Kinder gehen ihren eigenen Weg


Sie fordern mich heraus, jeden Tag aufs Neue.
Sie wollen alles von mir, was ich zu geben habe und noch viel mehr.
Sie bringen mich an meine Grenzen, körperlich sowie emotional.
Sie überlegen nicht, sie tun es einfach, ohne auf die Konsequenzen zu achten.

Dennoch liebe ich sie, mache mir Sorgen, versuche alles richtig zu machen, versuche sie zu beschützen, versuche ihnen ein Vorbild zu sein, tue alles was in meiner Macht steht, um immer für sie da zu sein.

Und doch bemerke ich täglich mein Scheitern.
Nie kann ich ihnen gerecht werden, so wie es ihnen gebührt.
Mal tu ich zu wenig, mal zu viel und mal zum falschen Zeitpunkt…

Ich spüre, wie sie um ihr eigenes Leben kämpfen, während ich versuche sie im Zaum zu halten, um sie zu beschützen.
Ich merke, wie sie ihre eigenen Erfahrungen machen wollen, während ich versuche ihnen Enttäuschungen zu ersparen.
Ich sehe, wie sie mit dem Kopf durch die Wand wollen, während ich versuche, sie vor Verletzungen zu bewahren.

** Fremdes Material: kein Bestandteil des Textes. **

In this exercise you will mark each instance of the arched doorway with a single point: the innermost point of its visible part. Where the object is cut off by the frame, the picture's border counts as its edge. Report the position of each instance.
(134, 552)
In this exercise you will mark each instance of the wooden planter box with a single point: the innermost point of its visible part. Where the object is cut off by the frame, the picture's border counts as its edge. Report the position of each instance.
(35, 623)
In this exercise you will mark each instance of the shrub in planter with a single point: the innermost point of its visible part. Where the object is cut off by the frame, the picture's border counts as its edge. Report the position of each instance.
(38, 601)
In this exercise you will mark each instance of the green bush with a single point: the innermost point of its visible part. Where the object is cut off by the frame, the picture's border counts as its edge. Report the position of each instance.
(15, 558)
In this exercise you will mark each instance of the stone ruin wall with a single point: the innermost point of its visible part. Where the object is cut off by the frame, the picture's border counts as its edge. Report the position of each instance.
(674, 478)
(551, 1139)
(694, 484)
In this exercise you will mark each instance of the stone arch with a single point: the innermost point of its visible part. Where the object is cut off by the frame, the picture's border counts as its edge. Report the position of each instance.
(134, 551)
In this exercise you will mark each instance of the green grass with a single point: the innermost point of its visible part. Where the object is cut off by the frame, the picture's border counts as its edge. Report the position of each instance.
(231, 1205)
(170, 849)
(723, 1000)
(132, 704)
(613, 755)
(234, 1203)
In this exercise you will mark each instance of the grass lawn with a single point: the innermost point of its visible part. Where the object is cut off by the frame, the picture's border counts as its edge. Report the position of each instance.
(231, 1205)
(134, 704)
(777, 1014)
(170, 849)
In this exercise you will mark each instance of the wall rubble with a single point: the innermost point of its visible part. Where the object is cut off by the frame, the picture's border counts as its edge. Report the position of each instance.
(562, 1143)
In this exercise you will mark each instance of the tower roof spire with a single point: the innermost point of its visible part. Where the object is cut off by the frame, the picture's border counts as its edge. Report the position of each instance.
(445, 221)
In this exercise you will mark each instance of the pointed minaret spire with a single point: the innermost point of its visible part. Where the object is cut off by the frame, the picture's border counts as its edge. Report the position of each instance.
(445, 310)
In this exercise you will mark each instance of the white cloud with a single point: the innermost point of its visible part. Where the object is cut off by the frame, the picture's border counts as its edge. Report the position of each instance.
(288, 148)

Ich spüre eine unbändige Angst, sie loszulassen!

Angst davor, es könnte ihnen etwas zustoßen.
Angst davor, sie könnten es nicht schaffen, in dieser Welt zu bestehen.
Angst davor, sie könnten nicht glücklich werden.

Doch kann ich all das wirklich verhindern durch mein Bemühen, ihnen den Weg zu ebnen?
Wahrscheinlich nicht!
Oder vielleicht doch?
Wer weiß?
Ich muss es doch zumindest versuchen!

Denn da ist diese unbändige Angst, sie loszulassen!

Doch wie können sie ihr Gleichgewicht finden, wenn ich sie immer an der Hand halte?
Wie können sie ihren eigenen Weg finden, wenn ich ihren Bewegungsradius eingrenze?
Wie können sie erfahren, was ihnen gut tut, wenn ich ihnen mit meinem Vorschlag zuvor komme?
Wie können sie herausfinden, was richtig und was falsch ist, wenn ich sie vor Fehlern bewahre?

Doch da ist diese unbändige Angst, sie loszulassen!

Was kann ich also tun?
Wie kann ich diese Angst überwinden?
Gar nicht!

Ich kann mich nur ergeben, mich in dieses Schicksal fügen und dieser Angst begegnen.
Ich kann mich daran erinnern, dass jeder Mensch einen Schutzengel hat, der auf sie/ihn aufpasst.
Ich kann darauf vertrauen, dass Gott über jeden von uns seine schützende Hand hält.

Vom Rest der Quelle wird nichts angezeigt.